Biography | Research | Teaching | Publications | Talks | Software | Collaborations | Home


Minh N. Do: Research Statement



Imaging was selected by the National Academy of Engineering as one of the 20 greatest engineering achievements of the 20th century. Imaging technologies continue to have significant impacts on many aspects of our lives. Everyday users access multimedia information on the Web. Doctors routinely rely on medical images (such as MRI and CT scans) for diagnostics. Scientists use images from very large scale (astronomical images) to understand the origin of the universe to very small scale (molecular images) to understand how billions of DNA molecules give rise to a human being.

This trend of increasing dependency on imaging technologies has created an unprecedented demand for more powerful and effective image processing algorithms and applications. At the fundamental level, traditional image processing has largely been developed as a simple separable extension from the one-dimensional signal processing. My primary research goal has been developing new "true" multidimensional tools that can capture geometrical structures that typically are the dominant feature in images and multidimensional data.

Geometric image representations and processing. Efficient representation of visual information lies at the heart of many image processing tasks such as reconstruction, compression, denoising, and feature extraction. For example, a 512 by 512 color image can be considered as a point in a 512*512*3 dimensional space (each pixel is represented by a triple of color components). However, as we can see in the figure below, a randomly chosen image from this space is far from being a "real" image. In other words, "real" images live in tiny parts of the huge space of all possible images. Effectively exploring this fact allows us to compress an image or to filter a clean image out from contaminated noise.
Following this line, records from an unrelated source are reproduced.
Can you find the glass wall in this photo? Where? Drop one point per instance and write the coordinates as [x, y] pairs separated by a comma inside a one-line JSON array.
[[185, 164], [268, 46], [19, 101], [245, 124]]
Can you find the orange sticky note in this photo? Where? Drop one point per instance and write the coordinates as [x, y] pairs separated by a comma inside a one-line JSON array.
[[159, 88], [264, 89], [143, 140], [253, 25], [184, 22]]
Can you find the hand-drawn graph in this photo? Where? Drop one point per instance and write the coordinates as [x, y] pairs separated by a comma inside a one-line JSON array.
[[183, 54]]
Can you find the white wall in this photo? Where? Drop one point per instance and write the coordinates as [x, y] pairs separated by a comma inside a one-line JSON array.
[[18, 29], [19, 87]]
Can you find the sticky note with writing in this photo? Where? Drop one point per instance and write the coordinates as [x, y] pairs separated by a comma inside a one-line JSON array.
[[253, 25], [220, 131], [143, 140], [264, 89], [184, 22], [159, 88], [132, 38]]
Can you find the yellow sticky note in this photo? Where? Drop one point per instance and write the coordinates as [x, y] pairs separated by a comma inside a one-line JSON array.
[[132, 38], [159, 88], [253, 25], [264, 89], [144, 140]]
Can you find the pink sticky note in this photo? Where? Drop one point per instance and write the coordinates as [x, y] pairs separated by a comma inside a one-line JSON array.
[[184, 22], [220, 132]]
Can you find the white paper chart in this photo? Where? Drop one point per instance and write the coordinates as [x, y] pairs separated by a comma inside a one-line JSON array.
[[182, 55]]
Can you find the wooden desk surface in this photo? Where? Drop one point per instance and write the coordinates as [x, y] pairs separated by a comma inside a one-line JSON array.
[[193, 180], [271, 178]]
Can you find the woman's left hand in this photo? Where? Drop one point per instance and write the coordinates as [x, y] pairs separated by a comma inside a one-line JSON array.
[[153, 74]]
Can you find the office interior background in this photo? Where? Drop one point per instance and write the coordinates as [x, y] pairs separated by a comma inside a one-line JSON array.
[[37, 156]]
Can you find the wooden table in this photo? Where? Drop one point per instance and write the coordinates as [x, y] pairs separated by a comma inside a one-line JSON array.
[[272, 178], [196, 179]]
A natural image A bioimage A random image

As can be seen from the above figure, the key distinguishing feature of "real" images is that they have intrinsic geometrical structure. In particular, visual information is mainly contained in the geometry of object boundaries. Although geometry has been long considered in mathematics and computer vision for modeling visual information, the challenges in exploring geometry in image processing come from the discrete nature of the data, as well as the issues of robustness and efficiency. I am working on a discrete-space framework for the construction of multiscale geometric image transforms and algorithms that can be applied to sampled images. I plan to use this as a stepping stone to bridge the gap between the low-level image processing algorithms and the high-level geometry models in computer vision. Furthermore, by connecting and unifying ideas from harmonic analysis, visual perception, computer vision, and signal processing, I seek new fruitful interactions between these fields.
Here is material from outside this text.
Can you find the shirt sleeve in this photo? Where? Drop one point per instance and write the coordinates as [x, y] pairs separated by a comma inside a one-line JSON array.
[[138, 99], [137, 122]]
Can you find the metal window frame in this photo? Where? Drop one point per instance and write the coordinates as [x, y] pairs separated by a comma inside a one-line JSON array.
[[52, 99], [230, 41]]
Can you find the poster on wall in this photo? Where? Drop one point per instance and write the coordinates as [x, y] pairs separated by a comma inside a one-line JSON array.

Integrating image formation and image processing. On the other side of the image processing world is image formation -- the process of forming an image from acquired data (e.g. generating a computer tomography image from X-ray measurements). Typically, these two fields have been developed independently using digital images as the link. To be more effective, future imaging systems need to integrate all layers from image formation to high level image processing.
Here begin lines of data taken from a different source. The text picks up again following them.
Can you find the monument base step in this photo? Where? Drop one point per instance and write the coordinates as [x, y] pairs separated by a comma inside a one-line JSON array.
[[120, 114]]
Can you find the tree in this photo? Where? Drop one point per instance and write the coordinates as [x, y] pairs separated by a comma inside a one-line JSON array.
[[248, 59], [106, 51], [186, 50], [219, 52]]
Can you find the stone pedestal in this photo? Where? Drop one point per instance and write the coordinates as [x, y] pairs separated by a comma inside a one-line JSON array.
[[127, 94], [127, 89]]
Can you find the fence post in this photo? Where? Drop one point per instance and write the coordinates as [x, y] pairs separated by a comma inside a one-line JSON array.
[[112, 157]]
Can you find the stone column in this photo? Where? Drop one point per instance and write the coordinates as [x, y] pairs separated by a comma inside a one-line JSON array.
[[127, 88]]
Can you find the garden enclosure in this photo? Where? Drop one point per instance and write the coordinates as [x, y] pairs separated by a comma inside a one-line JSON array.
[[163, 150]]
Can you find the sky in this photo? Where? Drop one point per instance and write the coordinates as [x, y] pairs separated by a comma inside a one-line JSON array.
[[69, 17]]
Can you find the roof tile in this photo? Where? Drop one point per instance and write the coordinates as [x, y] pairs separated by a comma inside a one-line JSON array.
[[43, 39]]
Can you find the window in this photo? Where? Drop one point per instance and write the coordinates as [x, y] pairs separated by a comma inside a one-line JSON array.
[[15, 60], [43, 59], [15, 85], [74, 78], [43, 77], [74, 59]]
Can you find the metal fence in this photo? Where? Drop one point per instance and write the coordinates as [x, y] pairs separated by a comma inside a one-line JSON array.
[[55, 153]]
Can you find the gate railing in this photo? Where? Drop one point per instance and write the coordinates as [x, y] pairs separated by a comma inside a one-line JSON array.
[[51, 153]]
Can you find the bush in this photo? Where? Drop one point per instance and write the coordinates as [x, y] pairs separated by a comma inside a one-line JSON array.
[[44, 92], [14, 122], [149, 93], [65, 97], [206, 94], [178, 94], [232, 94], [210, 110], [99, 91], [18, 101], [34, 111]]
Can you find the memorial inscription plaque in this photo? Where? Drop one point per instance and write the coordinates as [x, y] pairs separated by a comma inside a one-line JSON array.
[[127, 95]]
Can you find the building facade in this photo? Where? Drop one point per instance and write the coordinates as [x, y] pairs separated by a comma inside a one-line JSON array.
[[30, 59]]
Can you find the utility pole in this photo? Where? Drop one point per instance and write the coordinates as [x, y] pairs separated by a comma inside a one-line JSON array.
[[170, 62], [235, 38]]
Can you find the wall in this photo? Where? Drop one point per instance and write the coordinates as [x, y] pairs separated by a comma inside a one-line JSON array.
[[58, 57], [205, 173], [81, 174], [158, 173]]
Since images are formed and processed in digital form, at the heart of this integration is the intersection between the continuous and discrete domains. Traditionally, this is handled via the Shannon sampling theorem under the bandlimited condition, which is typically violated by the existence of a discontinuity. Consequently, it is of considerable interest to develop new sampling and reconstruction schemes for more general image classes than the usual bandlimited model. I am working toward a new sampling theory for multidimensional signals that can be represented or approximated by a finite number of parameters (e.g. piecewise smooth images with piecewise smooth boundaries). Such sampling theory would lead to powerful image processing algorithms that work directly with the acquired data.

Image processing and reconstruction from multiple sensors. Existing visual recording systems use a single camera, and thus provide viewers with a passive viewing experience. I envision the development of new systems employing multiple cameras and sensors to deliver unprecedented immersive recording and viewing capabilities. Such systems are expected to be feasible thanks to the continuing improvement in digital technology that now offers low-cost sensors and massive computing power.

In this direction, I am investigating new imaging techniques for reconstruction of the visual recording at an arbitrary location in space and time from multiple cameras and sensors. This can be seen as a sampling problem of the high-dimensional plenoptic function that describes the light intensity passing through every viewpoint, in every direction, for all time, and for every wavelength. My main goal here is to search for new high-dimensional representations and processing algorithms that can deal effectively with plenoptic geometrical structures.

In summary, I am interested in developing new multidimensional signal processing tools, and applying these tools to a wide range of imaging applications. This work will require deep ideas in mathematics and information theory, and will also combine notions from the physics of sensor data, computer algorithms, and the psychology of perception. I have found that performing research from pure theoretical investigations to practical applications, especially where there is a cross feeding between theory and practice as well as between different fields, is extremely productive.